Die Abstinenz von Leitwolf Carvajal im Vergleich dazu hingegen durchaus. Andererseits konnte der 34-Jährige in den vergangenen Wochen und Monaten keinerlei Werbung für sich machen. Nach seinem Anfang Oktober 2024 erlittenen Totalschaden im rechten Knie – Riss des vorderen Kreuzbandes, Riss des äußeren Seitenbandes, Riss der Sehne in der Kniekehle – und dem Comeback im Sommer 2025 ist Carvajal merklich nicht der Alte. Stattdessen wird er immer wieder von Verletzungen heimgesucht. Dass er in der sich dem Ende nähernden Saison auf 20 Einsätze kommt, klingt erst einmal nach viel, jedoch sammelte er dabei nur knapp unter 900 Einsatzminuten. Die Nummer 2 gehörte der Startelf in lediglich acht Pflichtspielen an. Zu wenig, um ernsthaft für die WM in Frage zu kommen – selbst als Reservist.
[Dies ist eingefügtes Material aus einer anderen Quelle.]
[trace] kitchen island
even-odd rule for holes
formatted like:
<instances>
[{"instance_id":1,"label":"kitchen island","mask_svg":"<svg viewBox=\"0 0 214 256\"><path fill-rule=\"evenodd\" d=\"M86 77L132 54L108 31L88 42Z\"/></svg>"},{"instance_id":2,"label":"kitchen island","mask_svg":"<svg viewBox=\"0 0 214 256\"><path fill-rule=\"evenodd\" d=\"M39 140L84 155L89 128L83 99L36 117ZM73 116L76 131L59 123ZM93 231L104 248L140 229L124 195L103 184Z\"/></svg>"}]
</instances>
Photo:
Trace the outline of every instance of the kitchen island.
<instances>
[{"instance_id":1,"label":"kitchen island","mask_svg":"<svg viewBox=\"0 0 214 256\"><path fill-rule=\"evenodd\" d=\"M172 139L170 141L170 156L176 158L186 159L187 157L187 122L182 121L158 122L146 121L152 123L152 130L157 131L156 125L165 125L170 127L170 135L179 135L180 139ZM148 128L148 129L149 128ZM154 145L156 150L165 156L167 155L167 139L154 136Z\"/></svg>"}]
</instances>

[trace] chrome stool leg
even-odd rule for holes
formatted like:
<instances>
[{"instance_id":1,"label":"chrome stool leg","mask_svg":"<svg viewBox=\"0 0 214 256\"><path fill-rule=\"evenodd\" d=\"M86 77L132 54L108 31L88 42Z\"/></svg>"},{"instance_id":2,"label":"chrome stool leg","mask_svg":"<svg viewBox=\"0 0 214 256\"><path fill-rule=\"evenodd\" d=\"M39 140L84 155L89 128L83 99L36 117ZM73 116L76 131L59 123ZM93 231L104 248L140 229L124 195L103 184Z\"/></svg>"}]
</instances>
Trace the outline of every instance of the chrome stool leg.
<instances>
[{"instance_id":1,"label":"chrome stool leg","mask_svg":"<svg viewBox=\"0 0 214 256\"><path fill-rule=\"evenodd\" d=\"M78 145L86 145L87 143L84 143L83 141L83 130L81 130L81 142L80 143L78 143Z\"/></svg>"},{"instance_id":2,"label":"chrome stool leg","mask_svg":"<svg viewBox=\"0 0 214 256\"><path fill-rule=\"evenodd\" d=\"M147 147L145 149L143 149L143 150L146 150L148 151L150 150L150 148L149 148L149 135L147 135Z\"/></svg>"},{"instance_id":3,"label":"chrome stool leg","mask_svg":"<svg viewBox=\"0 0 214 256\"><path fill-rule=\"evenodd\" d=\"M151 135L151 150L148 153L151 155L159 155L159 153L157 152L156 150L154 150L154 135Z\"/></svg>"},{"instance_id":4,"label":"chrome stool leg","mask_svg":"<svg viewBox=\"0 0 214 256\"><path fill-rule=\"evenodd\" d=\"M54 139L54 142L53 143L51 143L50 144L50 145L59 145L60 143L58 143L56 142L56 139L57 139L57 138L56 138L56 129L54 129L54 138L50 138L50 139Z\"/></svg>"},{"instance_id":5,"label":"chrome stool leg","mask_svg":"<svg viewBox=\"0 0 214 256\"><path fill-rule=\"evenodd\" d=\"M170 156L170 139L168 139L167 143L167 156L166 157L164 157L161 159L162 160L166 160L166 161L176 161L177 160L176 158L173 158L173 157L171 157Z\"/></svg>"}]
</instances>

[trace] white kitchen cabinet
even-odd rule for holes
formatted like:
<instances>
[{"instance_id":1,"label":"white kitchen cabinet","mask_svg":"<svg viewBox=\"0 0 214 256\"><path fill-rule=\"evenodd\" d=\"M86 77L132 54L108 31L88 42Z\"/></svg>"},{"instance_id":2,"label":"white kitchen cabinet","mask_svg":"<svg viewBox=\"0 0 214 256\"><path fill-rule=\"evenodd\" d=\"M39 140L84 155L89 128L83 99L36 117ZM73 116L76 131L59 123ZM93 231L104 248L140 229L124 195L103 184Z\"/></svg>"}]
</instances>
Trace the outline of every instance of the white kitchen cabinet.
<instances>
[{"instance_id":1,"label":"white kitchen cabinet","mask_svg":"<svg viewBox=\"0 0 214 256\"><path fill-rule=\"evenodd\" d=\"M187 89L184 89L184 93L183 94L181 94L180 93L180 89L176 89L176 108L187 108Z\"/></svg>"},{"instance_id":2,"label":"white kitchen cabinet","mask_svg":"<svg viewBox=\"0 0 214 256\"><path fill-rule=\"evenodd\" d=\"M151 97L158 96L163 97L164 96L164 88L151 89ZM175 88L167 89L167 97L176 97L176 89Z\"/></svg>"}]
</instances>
Weil Trent Alexander-Arnold, Neuzugang aus dem vergangenen Sommer, auf der rechten Abwehrseite mittlerweile die erste Wahl ist, soll Carvajal sowohl mit Xabi Alonso als auch mit dessen Nachfolger Álvaro Arbeloa seine Differenzen gehabt haben – obwohl er der einzig verbliebene Profi aus der Mannschaft ist, der einst noch mit beiden zusammen auf dem Rasen gestanden hatte. Damals war sein Verhältnis zu beiden gut gewesen, gerade zu Arbeloa, für ihn eine Art Mentor auf der gleichen Position.
Carvajal steuert nun auf einen Sommer zu, der seiner Karriere womöglich nicht gerecht wird. Sein Vertrag bei Real läuft aus, wird angesichts seiner sportlich inzwischen geringen Brauchbarkeit voraussichtlich nicht verlängert. Ziehen könnte es ihn zu Schwager Joselu nach Katar zu Al-Gharafa, dort war er in der Winterpause schon einmal zu Besuch. Abschied nehmen würde der Routinier am 23. Mai im Estadio Santiago Bernabéu gegen den Athletic Club mit dem Abschluss einer zweiten titellosen Saison in Folge – und somit inmitten einer großen Krise des Klubs. Der Mann, der als Champions-League-Triumphator, Torschütze im Finale gegen Borussia Dortmund und Europameister 2024 noch als Kandidat auf den Ballon d‘Or galt.